The noise is growing louder. Were I upstairs in bed, I’m sure I’d be hearing it, and I briefly wonder if the whole house is about to be woken by a screaming appliance. But no. No because while it increases in volume, it decreases in tempo. It’s getting slower. And slooower … and now the noise is lower, more grind than squeal … and s.s.s.l.l.o.o.o.w.w.e.r.r.r.r…
The fridge gives one final, convulsive shudder, and is no more. Silence thuds against my eardrums. It has given up the ghost. Let us have a short moment of silence for the faithful, if occasionaly leaky, refrigerator .
Everyone else in the house is still sleeping. It’s just me and the corpse. I can’t leave it like that. It’ll soon start to stink.
It takes five minutes to unload the freezer compartment into the basement chest freezer. Another five to put two plastic grocery bins full of produce and condiments at the chill end of the unfinished basement. They should last a few days down there. Certain dairy products are on shelves in the back porch, where I hope they won’t freeze solid.

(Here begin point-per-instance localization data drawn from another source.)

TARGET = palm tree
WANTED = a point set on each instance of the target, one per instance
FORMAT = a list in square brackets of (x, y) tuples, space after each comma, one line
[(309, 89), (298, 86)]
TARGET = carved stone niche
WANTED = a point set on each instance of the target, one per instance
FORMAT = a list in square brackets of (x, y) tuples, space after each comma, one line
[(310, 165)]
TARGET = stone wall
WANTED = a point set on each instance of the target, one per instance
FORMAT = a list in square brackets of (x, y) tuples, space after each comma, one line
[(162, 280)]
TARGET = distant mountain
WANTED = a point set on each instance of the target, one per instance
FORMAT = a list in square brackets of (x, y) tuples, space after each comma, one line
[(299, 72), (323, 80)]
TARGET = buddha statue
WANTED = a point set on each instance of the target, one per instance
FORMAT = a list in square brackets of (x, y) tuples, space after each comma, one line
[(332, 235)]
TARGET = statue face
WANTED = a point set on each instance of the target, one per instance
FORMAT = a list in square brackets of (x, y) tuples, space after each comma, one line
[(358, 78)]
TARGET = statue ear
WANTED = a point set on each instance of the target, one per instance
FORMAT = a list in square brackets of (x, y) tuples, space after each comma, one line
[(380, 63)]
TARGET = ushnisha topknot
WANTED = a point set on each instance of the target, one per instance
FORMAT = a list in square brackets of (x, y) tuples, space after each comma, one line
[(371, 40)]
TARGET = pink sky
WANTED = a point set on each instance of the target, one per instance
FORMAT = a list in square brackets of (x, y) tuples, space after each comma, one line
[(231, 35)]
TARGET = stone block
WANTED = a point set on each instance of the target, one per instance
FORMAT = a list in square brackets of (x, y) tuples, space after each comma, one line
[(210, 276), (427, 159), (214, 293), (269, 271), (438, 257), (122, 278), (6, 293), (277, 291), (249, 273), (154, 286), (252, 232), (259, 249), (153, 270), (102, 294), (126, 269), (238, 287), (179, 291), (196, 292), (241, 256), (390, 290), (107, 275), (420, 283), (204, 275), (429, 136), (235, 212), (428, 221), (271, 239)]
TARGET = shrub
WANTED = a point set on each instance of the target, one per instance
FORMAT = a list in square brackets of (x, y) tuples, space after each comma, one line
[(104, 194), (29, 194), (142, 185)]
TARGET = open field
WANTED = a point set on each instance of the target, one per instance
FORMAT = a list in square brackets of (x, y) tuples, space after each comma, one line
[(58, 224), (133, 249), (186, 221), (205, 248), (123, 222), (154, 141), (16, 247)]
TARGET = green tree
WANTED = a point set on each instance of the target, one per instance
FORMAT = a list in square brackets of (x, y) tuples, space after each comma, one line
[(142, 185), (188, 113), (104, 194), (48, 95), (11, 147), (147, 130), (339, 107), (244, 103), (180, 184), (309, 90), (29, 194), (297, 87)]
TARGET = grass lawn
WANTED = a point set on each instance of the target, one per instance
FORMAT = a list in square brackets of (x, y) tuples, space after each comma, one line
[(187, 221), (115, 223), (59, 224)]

It is only as I turn to head back upstairs for the seventh and final time that I notice, in the velvet early-morning silence that I so treasure, a semi-regular drip … drip … dripdrip … drip. There’s water dripping into the laundry tub! And it’s coming from … the ceiling. The unfinished basement ceiling.
Look at it! A steady rivulet, about a foot wide, a glistening swath along the underside of the kitchen floorboards along which pulsate half-formed droplets, sparkling domes of water gliding along the stream, which, when they reach the joist about the laundry tub, accumulate sufficient weight to form into a drip… drip … dripdrip …. drop.

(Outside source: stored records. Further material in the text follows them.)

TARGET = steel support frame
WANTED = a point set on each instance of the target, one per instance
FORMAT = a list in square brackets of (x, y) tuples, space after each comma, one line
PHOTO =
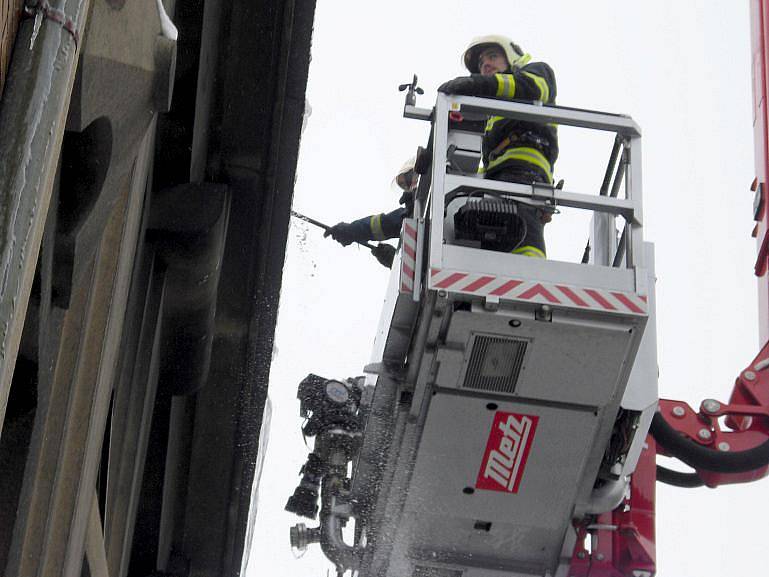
[(630, 207)]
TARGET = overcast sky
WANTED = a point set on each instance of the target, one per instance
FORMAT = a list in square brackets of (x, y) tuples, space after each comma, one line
[(681, 70)]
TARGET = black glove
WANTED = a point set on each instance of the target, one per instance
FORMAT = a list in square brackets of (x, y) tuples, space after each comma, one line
[(384, 253), (475, 85), (342, 232)]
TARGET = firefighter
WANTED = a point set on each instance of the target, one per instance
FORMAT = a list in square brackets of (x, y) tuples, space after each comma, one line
[(513, 150), (381, 226)]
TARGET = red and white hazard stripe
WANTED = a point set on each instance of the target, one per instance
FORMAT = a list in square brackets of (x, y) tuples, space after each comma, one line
[(540, 292), (408, 255)]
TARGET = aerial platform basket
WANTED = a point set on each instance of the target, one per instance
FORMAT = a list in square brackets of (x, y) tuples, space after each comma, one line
[(530, 383)]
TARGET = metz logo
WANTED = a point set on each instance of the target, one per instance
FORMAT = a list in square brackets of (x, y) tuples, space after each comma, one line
[(507, 451)]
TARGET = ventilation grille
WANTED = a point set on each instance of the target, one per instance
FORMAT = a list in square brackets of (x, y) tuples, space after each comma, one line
[(423, 571), (495, 364)]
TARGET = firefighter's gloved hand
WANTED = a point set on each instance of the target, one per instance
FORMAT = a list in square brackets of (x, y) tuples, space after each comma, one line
[(384, 253), (474, 85), (342, 232)]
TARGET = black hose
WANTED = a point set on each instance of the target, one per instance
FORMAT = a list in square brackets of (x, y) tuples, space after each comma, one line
[(678, 479), (704, 458)]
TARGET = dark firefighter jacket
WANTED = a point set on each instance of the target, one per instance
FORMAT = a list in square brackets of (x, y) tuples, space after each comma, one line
[(514, 144)]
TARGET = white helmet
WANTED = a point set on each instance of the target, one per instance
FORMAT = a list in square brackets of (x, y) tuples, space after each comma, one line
[(511, 50)]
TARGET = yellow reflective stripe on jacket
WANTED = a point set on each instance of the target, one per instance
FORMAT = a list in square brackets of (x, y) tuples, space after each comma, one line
[(492, 121), (505, 85), (544, 89), (524, 153), (376, 227), (529, 250)]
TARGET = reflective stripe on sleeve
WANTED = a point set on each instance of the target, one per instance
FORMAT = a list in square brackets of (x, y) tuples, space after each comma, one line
[(375, 224), (528, 250), (505, 85), (525, 154), (544, 89)]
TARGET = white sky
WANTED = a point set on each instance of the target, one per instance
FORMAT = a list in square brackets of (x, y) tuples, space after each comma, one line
[(682, 70)]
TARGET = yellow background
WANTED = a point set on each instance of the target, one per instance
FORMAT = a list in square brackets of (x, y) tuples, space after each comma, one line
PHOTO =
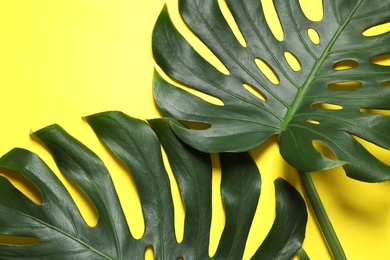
[(61, 60)]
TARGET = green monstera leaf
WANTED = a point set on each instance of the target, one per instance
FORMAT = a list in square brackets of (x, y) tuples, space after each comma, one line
[(337, 93), (61, 232)]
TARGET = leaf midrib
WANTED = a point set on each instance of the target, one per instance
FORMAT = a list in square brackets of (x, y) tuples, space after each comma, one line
[(302, 91)]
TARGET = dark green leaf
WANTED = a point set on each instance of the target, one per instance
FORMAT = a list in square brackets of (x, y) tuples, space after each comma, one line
[(286, 223), (62, 233), (302, 255), (297, 108)]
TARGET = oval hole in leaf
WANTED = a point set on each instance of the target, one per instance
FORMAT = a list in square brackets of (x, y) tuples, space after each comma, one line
[(312, 9), (254, 91), (373, 111), (272, 18), (18, 240), (268, 72), (345, 65), (377, 30), (346, 85), (149, 253), (385, 83), (380, 153), (23, 185), (314, 122), (382, 60), (292, 61), (313, 36), (232, 23), (327, 106), (324, 149)]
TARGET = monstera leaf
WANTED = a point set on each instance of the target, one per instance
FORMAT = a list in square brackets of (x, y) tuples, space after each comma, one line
[(338, 91), (61, 232)]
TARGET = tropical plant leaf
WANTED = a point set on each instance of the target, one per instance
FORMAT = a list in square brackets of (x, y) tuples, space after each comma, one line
[(320, 101), (302, 255), (62, 233)]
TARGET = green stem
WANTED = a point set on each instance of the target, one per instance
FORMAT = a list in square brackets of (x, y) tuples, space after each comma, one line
[(322, 218)]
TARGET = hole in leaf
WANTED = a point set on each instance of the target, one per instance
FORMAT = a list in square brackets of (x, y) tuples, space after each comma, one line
[(382, 60), (377, 30), (324, 149), (327, 106), (347, 85), (373, 111), (272, 18), (18, 240), (380, 153), (23, 184), (195, 125), (218, 217), (254, 91), (149, 253), (345, 65), (267, 71), (314, 122), (232, 23), (312, 9), (313, 36), (385, 83), (292, 61)]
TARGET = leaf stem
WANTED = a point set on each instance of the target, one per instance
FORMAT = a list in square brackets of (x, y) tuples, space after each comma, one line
[(321, 216)]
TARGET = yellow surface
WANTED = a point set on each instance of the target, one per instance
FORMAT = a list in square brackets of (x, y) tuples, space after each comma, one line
[(61, 60)]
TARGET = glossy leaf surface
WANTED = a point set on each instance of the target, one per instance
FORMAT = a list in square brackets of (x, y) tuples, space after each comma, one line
[(338, 91), (62, 233)]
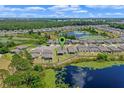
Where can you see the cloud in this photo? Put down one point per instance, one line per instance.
(110, 14)
(25, 9)
(81, 11)
(106, 6)
(64, 8)
(34, 9)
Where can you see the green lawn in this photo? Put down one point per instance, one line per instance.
(98, 65)
(50, 78)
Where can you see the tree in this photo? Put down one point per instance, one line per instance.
(20, 63)
(25, 79)
(38, 68)
(4, 50)
(102, 57)
(28, 56)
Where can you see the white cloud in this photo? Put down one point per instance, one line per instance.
(25, 9)
(34, 9)
(106, 6)
(81, 11)
(110, 14)
(64, 8)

It appears to be coming in from the outside wall, but that’s crazy. It’s well below freezing out there. There’s no ice dam, just a huge mound of snow. I know, because I was out there, at ten to six in the half-lit morning, digging. Just to make sure.
At a more decent hour, I call the contractor. The very wonderful contractor who fixed our porch last summer, the man who earned my undying gratitude for a) doing it quickly b) doing it mostly on budget, (even my pathetically small budget, which had caused other handy types to stagger away in fits of derisive laughter) and c) dealing with the eight-seven gazillion carpenter ants that emerged when a rotten board was removed. (Said carpenter ants being the little surprise that caused the “mostly” in the “on budget” sentence.) I particularly love him for doing this all while I was OUT OF TOWN. I didn’t have to actually see one single carpenter ant. And that, my friends, is a great way to spend your honeymoon: NOT seeing seething, pulsating swarms of carpenter ants dripping in writhing clumps from the ceiling and onto the porch deck.

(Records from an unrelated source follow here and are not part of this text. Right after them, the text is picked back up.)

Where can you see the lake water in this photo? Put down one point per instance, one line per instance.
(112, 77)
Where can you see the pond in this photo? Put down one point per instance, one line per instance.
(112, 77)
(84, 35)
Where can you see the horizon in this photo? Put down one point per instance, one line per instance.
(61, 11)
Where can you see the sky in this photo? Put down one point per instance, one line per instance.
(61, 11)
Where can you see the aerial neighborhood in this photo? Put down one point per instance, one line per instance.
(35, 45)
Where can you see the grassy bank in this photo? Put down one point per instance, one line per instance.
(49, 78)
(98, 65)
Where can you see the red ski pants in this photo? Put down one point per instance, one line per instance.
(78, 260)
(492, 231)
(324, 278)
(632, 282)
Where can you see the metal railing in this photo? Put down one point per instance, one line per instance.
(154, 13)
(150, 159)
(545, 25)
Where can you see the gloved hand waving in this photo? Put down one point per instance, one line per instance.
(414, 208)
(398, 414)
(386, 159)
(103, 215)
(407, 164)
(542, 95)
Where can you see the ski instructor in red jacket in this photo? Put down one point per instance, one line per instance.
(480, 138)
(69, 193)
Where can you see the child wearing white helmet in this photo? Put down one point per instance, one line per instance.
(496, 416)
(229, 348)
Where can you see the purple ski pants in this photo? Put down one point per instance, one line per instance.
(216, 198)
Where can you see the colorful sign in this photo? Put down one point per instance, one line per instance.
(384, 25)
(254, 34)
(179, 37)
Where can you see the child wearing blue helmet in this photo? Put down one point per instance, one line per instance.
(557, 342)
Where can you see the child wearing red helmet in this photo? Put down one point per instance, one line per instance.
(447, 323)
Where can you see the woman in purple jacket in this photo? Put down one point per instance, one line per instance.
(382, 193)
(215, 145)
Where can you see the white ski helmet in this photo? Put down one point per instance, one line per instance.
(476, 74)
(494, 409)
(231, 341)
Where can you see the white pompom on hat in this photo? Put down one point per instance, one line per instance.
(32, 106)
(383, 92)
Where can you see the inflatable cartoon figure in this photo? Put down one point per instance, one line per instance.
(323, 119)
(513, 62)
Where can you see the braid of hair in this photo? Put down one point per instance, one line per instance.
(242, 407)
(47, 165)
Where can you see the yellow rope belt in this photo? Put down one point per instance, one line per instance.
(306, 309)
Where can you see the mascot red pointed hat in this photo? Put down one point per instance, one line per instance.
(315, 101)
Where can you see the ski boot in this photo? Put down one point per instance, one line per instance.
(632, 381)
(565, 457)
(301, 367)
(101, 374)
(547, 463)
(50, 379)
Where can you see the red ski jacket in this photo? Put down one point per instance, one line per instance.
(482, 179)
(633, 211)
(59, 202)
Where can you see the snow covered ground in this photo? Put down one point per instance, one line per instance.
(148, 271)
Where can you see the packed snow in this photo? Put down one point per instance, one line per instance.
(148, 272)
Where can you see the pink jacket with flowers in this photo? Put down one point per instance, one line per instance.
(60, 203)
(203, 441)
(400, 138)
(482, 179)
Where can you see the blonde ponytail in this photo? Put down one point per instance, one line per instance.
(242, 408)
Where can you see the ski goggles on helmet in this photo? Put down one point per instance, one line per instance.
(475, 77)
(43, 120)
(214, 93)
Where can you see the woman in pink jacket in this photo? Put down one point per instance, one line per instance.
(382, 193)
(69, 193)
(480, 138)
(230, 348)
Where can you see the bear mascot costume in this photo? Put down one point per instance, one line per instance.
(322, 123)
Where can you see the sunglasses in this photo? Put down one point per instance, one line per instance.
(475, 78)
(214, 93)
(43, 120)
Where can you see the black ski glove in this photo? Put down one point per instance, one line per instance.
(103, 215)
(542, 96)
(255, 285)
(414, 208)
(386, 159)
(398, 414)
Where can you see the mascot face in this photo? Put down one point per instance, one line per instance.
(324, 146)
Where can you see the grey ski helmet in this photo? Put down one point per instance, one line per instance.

So when I hear his voice on the phone, later that day, after dawn has broken, I am instantly reassured.
“Turn off the water to the house,” he tells me. “Open the lowest and the highest faucets in the house. Wait an hour. If the drip stops, we know it’s a pipe that’s probably frozen and burst.”
As indeed turns out to be the case. Mr Wonderful Contractor Guy will be around tomorrow morning, with his friend Mr (we hope) Equally Wonderful Plumber Guy to find and repair the leak. I am hugely relieved. Faced with the choice of a few hundred dollars for plumbing versus ten thousand dollars a foot for foundation work? I’ll take the plumber. Well, yes, really what I’d like is for the leak to magically fix itself, free of charge. But I don’t think that’s one of my options.
So, you can see it’s been an eventful day here at casa Ilona. With no water (which means NO FLUSHING) and no fridge, I think I’ll be cancelling the party I had scheduled for tonight.
So if you’ll excuse me, I have some phone calls to make. Because tonight? Tonight I won’t be hosting a party — I’ll be buying a fridge!! And not flushing. Urgh.